So in summary then, we want to—in fact we need to—parallelize hardware if we are to "kick on" and provide more computing resources in a sustainable way to software applications.

Hardware: State of the nation

Let's now briefly look (an in-depth look would be a meaty article in its own right) at how the main hardware vendors have commoditized parallel hardware architectures. Essentially, every hardware vendor has had to create its own viewpoint on how to support parallelism in hardware, implement it, and then pass it to its marketing department to explain how much better its secret sauce is over the opposition's. The challenge for system designers is to select the right hardware platform for their production environment. The challenge for programmers, especially the team of programmers who develop the JDK for these platforms is two-fold:

  1. How do I take advantage of the new hardware platform (for example the IBM POWER5+ or Sun UltraSparc T1 chipset) without straying from the promise of "Write Once, Run Anywhere" (WORA) for Java?
  2. How do I use the operating system provided by the hardware vendor, again, in an optimal way to map onto key Java constructs like java.lang.Thread, but remain true to WORA?

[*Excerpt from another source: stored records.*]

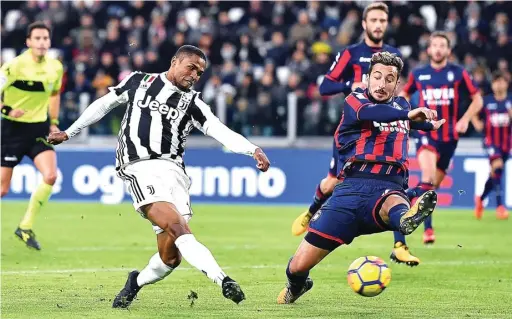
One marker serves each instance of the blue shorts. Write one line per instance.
(351, 211)
(495, 152)
(444, 150)
(333, 165)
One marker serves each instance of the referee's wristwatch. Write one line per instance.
(6, 110)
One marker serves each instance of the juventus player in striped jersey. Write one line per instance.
(161, 110)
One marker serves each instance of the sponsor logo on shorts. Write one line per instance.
(316, 216)
(10, 158)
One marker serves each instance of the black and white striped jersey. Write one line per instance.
(158, 119)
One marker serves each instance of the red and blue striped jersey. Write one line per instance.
(497, 123)
(378, 148)
(353, 63)
(442, 90)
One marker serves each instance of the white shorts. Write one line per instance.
(157, 180)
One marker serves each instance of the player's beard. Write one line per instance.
(373, 38)
(439, 60)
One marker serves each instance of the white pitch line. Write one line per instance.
(94, 270)
(131, 248)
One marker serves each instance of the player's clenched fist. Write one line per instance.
(56, 138)
(437, 124)
(422, 114)
(262, 161)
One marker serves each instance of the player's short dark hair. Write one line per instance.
(38, 25)
(440, 34)
(375, 6)
(188, 49)
(387, 58)
(496, 75)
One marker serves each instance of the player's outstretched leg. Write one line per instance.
(501, 211)
(479, 206)
(401, 253)
(297, 271)
(322, 194)
(160, 265)
(417, 214)
(177, 240)
(46, 163)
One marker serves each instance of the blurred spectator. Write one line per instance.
(259, 52)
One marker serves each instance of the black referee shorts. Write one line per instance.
(21, 139)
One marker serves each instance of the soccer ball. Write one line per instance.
(368, 276)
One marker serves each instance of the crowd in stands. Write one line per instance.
(258, 51)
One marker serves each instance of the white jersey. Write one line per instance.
(159, 117)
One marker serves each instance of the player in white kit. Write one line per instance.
(161, 110)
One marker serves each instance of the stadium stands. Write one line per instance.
(259, 51)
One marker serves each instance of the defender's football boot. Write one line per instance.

C and C++ programmers have the luxury of being able to provide architecture-specific flags to GCC (GNU Compiler Collection) or g++ (GNU C++) to optimize for those architectures. Java programmers have no such compile-time luxury. Instead, we must tune the running system itself, often using the JVM's -XX flags (see Resources) to tweak behavior for the actual platform used.

Now, let's examine the main characteristics of the hardware offerings from the main vendors.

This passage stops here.